What happened, instead, was a series of failures that shook of the confidence of Americans in their government as much as any event in recent memory. There were heroic exceptions, as there always are. There were some who performed with courage, speed, and presence of mind in the most difficult of conditions. But as to the overall performance of government during and after the crisis, the verdict is in, and first impressions were correct. With many thousands of lives in the balance, across 90,000 square miles of misery, there was a failure of foresight, a failure of planning, a failure in execution and a failure in follow-up. And the incompetence of leadership didn't end with the rescue efforts. In the conduct of Congress in the year after Katrina and Rita, we saw the same excesses, lack of focus, and short-term thinking that left New Orleans vulnerable in the first place. As one critic observed, while the hurricanes "proved to be the worst and costliest natural disaster in our history, the waste and fraud uncovered ... has been a disaster all in itself." Apparently a lot of Louisianans agreed with this critic, because you elected him governor.
One of the worst aspects of Katrina, as a measure of emergency-response by government, is that Americans are renowned for their ingenuity and resourcefulness in a tough spot.
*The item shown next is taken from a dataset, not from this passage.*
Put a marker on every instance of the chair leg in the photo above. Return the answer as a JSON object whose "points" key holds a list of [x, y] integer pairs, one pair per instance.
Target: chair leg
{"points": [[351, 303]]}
Ask the military historians, and they'll tell you that the ability of American men and women in war to react quickly to crisis, to think fast and solve any problem of logistics, has been one of our greatest assets. And yet with the exception of our Coast Guard, our National Guard, reservists, and others, these qualities were hard to find in the response of federal and state agencies to an enormous danger that, as a congressional report put it, was "not only predictable, it was predicted." There were all those school busses lined up in a parking lot, and no one in authority with the sense to use them. Wal-Mart had the ice, water, and generators ready ... Federal Express the planes ... and other companies and groups stood ready to help. But they were leaderless. And some of the most inspiring work was done by churches and charities and volunteers, working around FEMA instead of with it.
McCain went on to detail his views on some of the needed reforms of the moment: a recommitment to veto every earmark; a review of the budgets of every federal program; a one year pause in discretionary spending increases; and an accountability program that demands more transparency and puts every governmental purchase, in plain English, on the internet. He outlined his approach to a comprehensive reform of emergency response plans. And he made a commitment to the people of Louisiana to continue to work with Gov. Jindal in all these areas.
This is standard good government speak, but in McCain’s case, you get the feeling that he actually means it. And that can make all the difference.